Bob Violino | Oct. 16, 2013
With more and more objects are connected via technology these days, it's time to investigate how they can be secured

The biggest concern, Henry says, is that the users of IoT devices will not regard the security of the devices they are connecting as being of great concern. "The issue is that the bandwidth of a compromised device can be used to attack a third party," he says. "Imagine a botnet of 100,000,000 IoT devices all making legitimate Web site requests on your corporate Web site at the same time."

Experts say the IoT will likely create unique and in some cases complex security challenges for organizations.

"As machines become autonomous they are able to interact with other machines and make decisions which impact upon the physical world," Rose says. "We have seen problems with automatic trading software, which can get trapped in a loop causing market drops. The systems may have failsafes built in, but these are coded by humans who are fallible, especially when they are writing code that works at the speed [and] frequency that computer programs can operate."

Security threats of the IoT can also result in widespread problems that can have an impact on a lot of people, Rose says.

"If the security of a current system fails we may see a few hundred credit card details get stolen, or a politician embarrassed—but these are not great problems," Rose says. "Imagine instead if a power system were hacked and they turned off the lights in an area of the city. No big deal perhaps for many, but for the thousands of people in the subway stations hundreds of feet underground in pitch darkness, the difference is massive. IoT allows the virtual world to interact with the physical world and that brings big safety issues."

The IoT will bring with it three "massive" security issues, says Ted Demopoulos, founder of security consulting firm Demopoulos Associates in Durham, N.H. These include a loss of privacy, a comingling of personal and company data, and discovery.

The loss of privacy will come from the ability to track the whereabouts of individuals, as well as what items they are buying or whether they are away from home. "Most of us carry cellphones 24/7 that are connecting to cell phone towers, and the data exists to track our movements today," Demopoulos says.

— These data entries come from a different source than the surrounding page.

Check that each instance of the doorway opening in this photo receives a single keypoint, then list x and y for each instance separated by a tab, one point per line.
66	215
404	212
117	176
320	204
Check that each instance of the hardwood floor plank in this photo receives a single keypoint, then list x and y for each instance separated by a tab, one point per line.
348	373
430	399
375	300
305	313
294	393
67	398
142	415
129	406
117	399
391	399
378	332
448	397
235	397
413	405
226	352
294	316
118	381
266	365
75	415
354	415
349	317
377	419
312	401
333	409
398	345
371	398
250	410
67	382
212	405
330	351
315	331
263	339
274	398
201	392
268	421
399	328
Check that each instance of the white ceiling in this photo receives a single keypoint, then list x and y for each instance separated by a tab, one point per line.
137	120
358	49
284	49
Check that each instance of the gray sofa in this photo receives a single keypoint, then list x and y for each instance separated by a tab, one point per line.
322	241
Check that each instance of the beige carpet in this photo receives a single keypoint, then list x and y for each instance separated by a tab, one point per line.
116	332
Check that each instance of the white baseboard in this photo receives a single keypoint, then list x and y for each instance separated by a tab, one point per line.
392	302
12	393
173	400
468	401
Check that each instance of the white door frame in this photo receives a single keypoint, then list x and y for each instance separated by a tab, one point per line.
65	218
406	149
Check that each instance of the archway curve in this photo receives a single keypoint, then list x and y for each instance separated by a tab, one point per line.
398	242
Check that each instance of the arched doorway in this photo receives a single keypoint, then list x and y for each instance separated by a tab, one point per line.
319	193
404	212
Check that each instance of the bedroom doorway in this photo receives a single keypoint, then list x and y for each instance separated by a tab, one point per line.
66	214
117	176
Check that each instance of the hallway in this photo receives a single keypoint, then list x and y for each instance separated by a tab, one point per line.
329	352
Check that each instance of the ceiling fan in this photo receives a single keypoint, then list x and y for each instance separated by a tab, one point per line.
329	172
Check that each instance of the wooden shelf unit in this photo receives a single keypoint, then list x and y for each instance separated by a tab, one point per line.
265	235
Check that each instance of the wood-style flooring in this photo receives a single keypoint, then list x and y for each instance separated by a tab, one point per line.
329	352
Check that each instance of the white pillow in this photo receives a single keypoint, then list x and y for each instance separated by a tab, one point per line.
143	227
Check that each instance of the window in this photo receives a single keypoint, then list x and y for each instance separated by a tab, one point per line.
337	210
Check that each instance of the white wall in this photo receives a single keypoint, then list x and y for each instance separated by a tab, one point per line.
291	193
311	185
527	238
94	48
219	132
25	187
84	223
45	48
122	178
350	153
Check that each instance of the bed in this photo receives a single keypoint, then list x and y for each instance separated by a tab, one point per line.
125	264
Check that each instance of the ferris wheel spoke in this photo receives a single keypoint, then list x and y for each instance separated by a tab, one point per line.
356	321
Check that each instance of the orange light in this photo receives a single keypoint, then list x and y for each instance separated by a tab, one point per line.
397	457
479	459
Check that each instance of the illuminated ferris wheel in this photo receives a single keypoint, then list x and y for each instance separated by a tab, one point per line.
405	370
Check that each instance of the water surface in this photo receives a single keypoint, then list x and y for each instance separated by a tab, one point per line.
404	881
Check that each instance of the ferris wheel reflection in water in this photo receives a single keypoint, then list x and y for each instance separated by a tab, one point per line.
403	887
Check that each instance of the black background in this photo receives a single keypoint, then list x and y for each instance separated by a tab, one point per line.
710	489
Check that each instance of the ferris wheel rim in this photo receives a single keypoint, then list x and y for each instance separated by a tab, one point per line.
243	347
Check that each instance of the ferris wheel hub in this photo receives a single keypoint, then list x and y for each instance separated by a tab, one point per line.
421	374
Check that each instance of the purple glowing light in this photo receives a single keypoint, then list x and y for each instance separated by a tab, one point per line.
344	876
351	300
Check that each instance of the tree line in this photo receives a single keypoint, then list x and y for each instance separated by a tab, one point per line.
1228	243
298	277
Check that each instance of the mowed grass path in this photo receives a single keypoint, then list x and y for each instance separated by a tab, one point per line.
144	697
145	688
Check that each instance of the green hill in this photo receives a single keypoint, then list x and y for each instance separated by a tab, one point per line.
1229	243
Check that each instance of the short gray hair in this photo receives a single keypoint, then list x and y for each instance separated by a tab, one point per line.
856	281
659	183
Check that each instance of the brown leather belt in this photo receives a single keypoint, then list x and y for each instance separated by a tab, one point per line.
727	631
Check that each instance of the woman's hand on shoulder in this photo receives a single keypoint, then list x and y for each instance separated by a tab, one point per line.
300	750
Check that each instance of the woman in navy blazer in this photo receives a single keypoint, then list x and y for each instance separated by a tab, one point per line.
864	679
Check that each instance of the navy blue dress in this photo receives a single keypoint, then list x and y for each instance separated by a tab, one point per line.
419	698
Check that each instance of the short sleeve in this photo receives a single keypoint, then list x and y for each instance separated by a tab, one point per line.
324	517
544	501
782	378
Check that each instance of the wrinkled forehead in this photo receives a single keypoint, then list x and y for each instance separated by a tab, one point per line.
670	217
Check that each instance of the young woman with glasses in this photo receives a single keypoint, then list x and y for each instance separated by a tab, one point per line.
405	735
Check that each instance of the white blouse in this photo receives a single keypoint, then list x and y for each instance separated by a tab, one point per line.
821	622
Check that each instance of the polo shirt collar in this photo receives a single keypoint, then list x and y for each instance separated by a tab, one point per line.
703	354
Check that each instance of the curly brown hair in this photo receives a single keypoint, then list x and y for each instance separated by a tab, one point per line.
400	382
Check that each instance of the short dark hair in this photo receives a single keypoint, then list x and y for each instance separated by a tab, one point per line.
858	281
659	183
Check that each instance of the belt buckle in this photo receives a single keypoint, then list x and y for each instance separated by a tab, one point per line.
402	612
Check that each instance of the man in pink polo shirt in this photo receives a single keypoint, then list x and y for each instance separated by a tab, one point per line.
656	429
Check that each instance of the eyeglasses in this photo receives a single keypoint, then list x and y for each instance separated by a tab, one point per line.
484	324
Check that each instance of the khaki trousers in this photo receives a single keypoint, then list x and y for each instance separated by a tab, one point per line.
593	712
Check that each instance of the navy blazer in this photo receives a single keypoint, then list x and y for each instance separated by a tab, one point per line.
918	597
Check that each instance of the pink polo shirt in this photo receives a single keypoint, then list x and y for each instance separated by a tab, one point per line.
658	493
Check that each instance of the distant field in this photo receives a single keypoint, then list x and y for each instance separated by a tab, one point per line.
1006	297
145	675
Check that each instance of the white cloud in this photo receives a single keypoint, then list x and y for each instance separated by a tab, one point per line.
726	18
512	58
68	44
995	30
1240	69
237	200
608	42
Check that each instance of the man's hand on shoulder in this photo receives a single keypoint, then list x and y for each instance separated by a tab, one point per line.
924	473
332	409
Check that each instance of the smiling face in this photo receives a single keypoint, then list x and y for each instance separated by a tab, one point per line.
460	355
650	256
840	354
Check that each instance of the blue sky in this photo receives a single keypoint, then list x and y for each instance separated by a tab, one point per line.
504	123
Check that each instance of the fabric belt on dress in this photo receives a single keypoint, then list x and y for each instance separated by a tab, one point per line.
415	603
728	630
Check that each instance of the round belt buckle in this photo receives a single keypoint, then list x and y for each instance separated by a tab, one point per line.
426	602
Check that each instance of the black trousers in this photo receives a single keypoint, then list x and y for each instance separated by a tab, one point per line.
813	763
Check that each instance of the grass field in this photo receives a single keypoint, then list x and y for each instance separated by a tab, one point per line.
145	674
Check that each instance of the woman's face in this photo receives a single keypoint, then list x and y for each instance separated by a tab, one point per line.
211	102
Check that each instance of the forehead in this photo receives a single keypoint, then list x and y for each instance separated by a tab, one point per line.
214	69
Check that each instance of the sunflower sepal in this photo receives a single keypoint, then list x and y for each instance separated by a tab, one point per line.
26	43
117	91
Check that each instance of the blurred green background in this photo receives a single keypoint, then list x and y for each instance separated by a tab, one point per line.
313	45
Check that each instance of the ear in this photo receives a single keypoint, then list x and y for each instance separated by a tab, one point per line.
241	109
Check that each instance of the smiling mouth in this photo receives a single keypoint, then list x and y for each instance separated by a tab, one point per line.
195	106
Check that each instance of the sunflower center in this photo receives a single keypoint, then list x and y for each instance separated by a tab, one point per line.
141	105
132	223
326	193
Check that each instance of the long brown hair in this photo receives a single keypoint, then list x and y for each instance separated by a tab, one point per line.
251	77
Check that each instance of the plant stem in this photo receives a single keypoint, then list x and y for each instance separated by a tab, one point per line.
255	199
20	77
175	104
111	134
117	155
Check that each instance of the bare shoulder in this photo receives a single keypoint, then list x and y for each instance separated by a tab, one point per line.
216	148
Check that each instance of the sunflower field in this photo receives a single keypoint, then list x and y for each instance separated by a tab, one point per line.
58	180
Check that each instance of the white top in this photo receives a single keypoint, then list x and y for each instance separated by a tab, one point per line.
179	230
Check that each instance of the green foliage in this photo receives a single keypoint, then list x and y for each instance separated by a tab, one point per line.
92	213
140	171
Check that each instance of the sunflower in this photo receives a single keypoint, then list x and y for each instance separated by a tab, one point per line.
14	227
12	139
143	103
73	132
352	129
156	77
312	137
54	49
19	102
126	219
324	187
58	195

"Something as simple as smart electricity meters can potentially be used to tell if we are home or gone for a while, based on the volume of electricity usage, whether we are night owls or early birds and more," Demopoulos says.

As for the comingling of personal and company data, it's the same challenge that many organizations are already facing with the increased use of mobile technology in the workplace and the bring-your-own-device (BYOD) trend.